GUIDO CAPRINO E I SUOI MIRACOLI

DI MARIO COCO

Due giorni fa, 8 maggio, è andato in onda il primo episodio de “Il Miracolo”, nuova serie Sky scritta e diretta (insieme a Francesco Munzi e a Lucio Pellegrini) da Niccolò Ammaniti. Ad interpretare il ruolo del presidente del consiglio, protagonista della storia, troviamo Guido Caprino, un attore particolarmente attivo nel mondo della fiction.
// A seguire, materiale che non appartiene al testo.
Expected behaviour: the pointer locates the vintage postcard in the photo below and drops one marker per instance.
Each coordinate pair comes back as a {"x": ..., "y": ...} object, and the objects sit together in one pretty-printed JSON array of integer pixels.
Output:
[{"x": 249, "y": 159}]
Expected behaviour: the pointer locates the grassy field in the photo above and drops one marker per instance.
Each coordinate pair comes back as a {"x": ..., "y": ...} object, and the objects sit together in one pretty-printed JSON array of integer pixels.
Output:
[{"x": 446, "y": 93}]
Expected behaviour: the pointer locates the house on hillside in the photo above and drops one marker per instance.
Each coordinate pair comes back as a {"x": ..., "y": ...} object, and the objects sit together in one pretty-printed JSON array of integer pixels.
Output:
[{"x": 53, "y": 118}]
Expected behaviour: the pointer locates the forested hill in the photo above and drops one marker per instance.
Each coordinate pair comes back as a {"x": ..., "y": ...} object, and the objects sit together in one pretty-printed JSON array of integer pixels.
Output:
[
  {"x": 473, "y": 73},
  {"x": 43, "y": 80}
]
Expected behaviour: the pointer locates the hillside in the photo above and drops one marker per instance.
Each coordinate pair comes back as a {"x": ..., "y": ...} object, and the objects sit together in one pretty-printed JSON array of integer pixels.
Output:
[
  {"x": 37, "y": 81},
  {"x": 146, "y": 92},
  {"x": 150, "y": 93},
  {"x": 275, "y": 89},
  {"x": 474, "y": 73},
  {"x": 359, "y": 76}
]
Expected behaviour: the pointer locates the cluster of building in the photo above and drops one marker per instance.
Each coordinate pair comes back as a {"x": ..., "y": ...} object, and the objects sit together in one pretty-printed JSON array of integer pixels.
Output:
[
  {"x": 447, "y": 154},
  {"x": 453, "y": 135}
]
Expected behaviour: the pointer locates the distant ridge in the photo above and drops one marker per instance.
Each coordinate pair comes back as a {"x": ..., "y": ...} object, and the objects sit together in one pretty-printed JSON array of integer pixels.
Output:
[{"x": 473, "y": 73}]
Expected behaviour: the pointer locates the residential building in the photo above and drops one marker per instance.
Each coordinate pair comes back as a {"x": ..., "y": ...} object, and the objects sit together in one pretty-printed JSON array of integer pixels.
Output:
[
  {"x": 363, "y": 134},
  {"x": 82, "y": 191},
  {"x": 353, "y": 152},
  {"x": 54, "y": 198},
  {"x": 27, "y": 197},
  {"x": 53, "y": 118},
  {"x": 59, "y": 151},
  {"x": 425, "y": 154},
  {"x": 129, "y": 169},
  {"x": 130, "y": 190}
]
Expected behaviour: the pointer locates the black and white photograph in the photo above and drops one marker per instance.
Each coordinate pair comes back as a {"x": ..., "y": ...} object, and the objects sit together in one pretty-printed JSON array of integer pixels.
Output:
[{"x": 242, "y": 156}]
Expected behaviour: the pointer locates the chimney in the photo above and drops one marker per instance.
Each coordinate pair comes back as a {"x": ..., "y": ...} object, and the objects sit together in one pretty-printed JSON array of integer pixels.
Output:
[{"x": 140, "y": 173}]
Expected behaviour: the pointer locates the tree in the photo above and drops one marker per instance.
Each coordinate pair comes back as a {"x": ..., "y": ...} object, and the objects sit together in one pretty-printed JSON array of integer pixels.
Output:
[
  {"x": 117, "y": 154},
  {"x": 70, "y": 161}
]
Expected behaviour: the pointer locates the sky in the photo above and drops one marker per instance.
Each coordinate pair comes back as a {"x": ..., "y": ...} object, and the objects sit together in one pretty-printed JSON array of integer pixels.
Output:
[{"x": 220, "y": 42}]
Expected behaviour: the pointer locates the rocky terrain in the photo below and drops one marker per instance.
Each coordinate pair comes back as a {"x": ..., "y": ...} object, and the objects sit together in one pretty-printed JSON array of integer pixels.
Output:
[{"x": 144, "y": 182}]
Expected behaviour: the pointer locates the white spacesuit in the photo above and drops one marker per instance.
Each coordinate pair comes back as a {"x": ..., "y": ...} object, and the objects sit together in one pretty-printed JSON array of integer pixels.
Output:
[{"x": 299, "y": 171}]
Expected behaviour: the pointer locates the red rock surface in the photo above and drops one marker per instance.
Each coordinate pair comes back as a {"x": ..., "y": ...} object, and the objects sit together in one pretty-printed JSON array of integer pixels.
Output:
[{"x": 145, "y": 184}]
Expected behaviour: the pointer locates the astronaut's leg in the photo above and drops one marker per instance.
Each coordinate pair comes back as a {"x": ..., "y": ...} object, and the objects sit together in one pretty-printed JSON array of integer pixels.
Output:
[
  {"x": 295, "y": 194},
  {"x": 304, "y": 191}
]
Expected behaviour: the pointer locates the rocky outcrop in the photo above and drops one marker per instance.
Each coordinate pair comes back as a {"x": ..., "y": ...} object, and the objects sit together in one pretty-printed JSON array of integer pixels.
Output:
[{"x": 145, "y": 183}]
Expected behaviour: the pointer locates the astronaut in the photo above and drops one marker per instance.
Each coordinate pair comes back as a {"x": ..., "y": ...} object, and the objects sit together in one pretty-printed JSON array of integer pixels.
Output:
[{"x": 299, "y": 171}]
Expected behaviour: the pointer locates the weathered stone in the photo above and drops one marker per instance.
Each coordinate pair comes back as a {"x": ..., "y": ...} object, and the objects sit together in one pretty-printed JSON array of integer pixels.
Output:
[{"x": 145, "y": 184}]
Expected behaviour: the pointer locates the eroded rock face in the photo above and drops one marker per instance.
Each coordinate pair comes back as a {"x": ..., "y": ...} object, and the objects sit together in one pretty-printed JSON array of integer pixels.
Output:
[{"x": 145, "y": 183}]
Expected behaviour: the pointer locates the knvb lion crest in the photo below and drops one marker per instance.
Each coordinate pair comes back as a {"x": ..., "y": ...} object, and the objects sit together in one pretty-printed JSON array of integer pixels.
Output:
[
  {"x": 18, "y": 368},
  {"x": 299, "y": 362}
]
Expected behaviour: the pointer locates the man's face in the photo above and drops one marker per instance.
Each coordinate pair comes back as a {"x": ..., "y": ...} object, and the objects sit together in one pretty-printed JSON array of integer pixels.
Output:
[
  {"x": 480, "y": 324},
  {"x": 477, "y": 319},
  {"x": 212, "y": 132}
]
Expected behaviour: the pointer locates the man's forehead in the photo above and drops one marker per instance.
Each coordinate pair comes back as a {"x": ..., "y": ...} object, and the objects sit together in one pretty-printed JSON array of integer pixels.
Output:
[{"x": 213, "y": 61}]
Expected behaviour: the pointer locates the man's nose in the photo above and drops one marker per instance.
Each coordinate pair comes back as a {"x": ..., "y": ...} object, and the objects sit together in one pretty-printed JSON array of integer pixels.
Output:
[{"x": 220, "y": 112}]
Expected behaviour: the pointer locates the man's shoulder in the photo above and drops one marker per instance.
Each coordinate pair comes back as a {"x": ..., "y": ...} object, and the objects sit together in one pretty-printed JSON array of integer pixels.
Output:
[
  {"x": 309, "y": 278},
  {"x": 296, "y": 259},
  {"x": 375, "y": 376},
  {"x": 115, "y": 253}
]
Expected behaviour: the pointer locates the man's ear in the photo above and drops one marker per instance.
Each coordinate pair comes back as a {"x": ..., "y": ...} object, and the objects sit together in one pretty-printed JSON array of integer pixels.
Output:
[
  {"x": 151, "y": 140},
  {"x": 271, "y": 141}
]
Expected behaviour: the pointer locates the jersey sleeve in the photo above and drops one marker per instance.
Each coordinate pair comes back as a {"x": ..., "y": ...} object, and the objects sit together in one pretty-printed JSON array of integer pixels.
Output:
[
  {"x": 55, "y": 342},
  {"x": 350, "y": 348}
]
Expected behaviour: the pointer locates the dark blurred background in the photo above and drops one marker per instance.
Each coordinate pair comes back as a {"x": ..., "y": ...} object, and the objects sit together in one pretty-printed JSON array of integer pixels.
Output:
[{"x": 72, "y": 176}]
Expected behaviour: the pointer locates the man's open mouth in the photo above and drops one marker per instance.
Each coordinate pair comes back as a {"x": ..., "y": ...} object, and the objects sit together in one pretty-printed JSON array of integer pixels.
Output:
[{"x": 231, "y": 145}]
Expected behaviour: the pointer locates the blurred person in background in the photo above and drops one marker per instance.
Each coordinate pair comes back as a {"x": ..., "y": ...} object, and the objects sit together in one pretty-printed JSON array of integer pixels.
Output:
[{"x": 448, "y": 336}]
Nato a Taormina nel 1973, ma cresciuto nella vicina Nizza di Sicilia, dopo diverse esperienze come modello e come attore di teatro, approda al cinema grazie al cortometraggio del regista messinese Massimo Coglitore “Deadline” (2002), al quale segue la prima fiction “Vento di Ponente” (2003). La consacrazione avviene però nel 2005, anno in cui gira “Il regista di matrimoni” di Marco Bellocchio. Inoltre, grazie alla popolarità data dalle sue partecipazioni a numerose serie tv, come “Medicina Generale” (Rai 1, 2007), “Crimini” (Rai 2, 2007) e “Amiche Mie” (Canale 5, 2008), nel 2007 interpreta il co-protagonista nel celebre film “I Viceré” di Roberto Faenza.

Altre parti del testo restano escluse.